I picked up some dried fruit from Hamada Farms at the Farmer's Market today and some sage- wildflower honey from the honey lady. The honey is extra strong so I thought it would stand up well in granola. It does but honey seems to burn quickly. On the left is granola with honey nectarines and cashews. The dried nectarines are incredible! On the right is maple syrup with coconut, walnuts and dried cherries. Holy crap are these dried cherries good! Sadly he is almost out for the season. The maple syrup granola is more subtle and a little less sweet - I definitely prefer it.

Below is a (bad) closeup of the clumps.

Here is the basic recipe:

2 cups oats
1/2-3/4 cup wheat germ
1 - 2 tbsp brown sugar
1/4 tsp salt
1/4 cup honey or maple syrup
3 tbsp veg oil
2 tbsp water
1 - 1 1/2 cups mix ins

Mix dry ingredients together. Put liquids in a small pot and bring to a low boil. Pour into dry ingredients and mix. Add mix ins and stir (If adding dry fruit you may want to add it later in the cooking period so it doesn't totally dry out).

Dump on a sprayed baking sheet and make some clumps, if they don't already exist.
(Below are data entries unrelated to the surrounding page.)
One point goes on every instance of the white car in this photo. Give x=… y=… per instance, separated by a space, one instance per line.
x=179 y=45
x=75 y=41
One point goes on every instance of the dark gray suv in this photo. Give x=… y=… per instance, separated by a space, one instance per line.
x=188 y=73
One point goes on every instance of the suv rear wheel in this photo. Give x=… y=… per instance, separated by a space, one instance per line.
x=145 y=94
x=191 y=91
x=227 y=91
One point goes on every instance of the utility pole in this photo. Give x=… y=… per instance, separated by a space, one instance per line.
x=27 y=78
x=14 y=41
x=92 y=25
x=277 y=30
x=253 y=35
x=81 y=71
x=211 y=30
Bake for 25-30 minutes then take out and add dried fruit. Bake for another 10-15 minutes. It's finished when it's sort of golden in colour but not really brown. In the above photo the granola on the right is ideal and the one on the left is bordering on burned.

Let it cool then add soy milk and chow!

2 comments:

Anonymous said...

Thanks for the recipe! I'm trying it right now. But what temperature do you recommend for baking? and is brown sugar a wet or dry ingredient? Because last time I made granola the brown sugar just became granular and burned, so I'm afraid of not dissolving it first. How do you handle it?

Anonymous said...

so delicious! Your ratio for honey, brown sugar, oil and water is perfect! It is the perfect amount of light sweetness and gets beautifully golden. :) yummmm.